Die Schüler fragten sie, ob sie finde, dass Sophie Scholl übertrieben habe, weil sie ihre Gesellschaft als ekelerregend und dumm bezeichnete. Sie würde es nicht als dumm bezeichnen, denn man tat, was verlangt wurde, um nicht zu sterben. Und wogegen hätte man sich wehren sollen? Von Vielem habe man nichts mitbekommen, auch von vielen Verbrechen des NS-Regimes habe man erst später erfahren. Konzentrationslager wurden z.B. als Seifenfabriken ausgewiesen. Man hatte auch viel zu viel Angst, verraten zu werden. Man konnte sich nicht sicher sein, ob das Gegenüber für das NS-Regime war oder nur so tat. Deswegen war es sicherer, wenn man den Mund hielt.

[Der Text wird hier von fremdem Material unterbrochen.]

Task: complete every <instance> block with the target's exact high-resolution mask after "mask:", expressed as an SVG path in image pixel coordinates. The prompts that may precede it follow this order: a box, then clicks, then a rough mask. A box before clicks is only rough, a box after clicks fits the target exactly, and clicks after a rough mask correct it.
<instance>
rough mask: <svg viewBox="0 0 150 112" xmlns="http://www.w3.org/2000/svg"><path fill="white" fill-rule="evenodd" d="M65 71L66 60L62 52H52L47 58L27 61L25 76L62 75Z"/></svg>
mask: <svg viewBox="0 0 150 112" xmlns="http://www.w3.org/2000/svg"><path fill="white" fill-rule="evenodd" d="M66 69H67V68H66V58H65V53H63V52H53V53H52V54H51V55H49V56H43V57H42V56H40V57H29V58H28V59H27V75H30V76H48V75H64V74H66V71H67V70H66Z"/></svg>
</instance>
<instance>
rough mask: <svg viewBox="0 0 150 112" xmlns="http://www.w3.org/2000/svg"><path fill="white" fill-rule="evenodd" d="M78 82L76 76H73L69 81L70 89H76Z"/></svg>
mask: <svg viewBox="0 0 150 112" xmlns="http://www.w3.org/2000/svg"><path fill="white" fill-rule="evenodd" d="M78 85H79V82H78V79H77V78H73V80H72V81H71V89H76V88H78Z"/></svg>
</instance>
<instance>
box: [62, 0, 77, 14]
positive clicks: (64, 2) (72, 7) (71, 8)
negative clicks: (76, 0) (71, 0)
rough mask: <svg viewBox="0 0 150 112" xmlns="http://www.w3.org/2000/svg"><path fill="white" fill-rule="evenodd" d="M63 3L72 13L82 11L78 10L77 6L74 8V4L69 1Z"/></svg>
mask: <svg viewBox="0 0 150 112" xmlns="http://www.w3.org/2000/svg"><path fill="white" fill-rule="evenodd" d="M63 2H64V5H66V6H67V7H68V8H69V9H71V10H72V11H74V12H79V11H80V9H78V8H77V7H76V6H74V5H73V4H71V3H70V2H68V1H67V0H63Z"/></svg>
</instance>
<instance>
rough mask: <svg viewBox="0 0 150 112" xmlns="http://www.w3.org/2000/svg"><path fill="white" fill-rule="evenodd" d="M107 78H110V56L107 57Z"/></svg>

Vom Krieg hat sie sich zwar erholt, aber vergessen wird sie ihn nie, sagte Vera Möllers-Mauri. Sie wünscht sich für die Zukunft der Schülerinnen und Schüler, dass sie niemals einen Krieg miterleben müssen.

Die Schülerinnen und Schüler verfolgten Ihren Bericht mit großer Aufmerksamkeit und danken sehr für die eindrückliche Geschichtsstunde.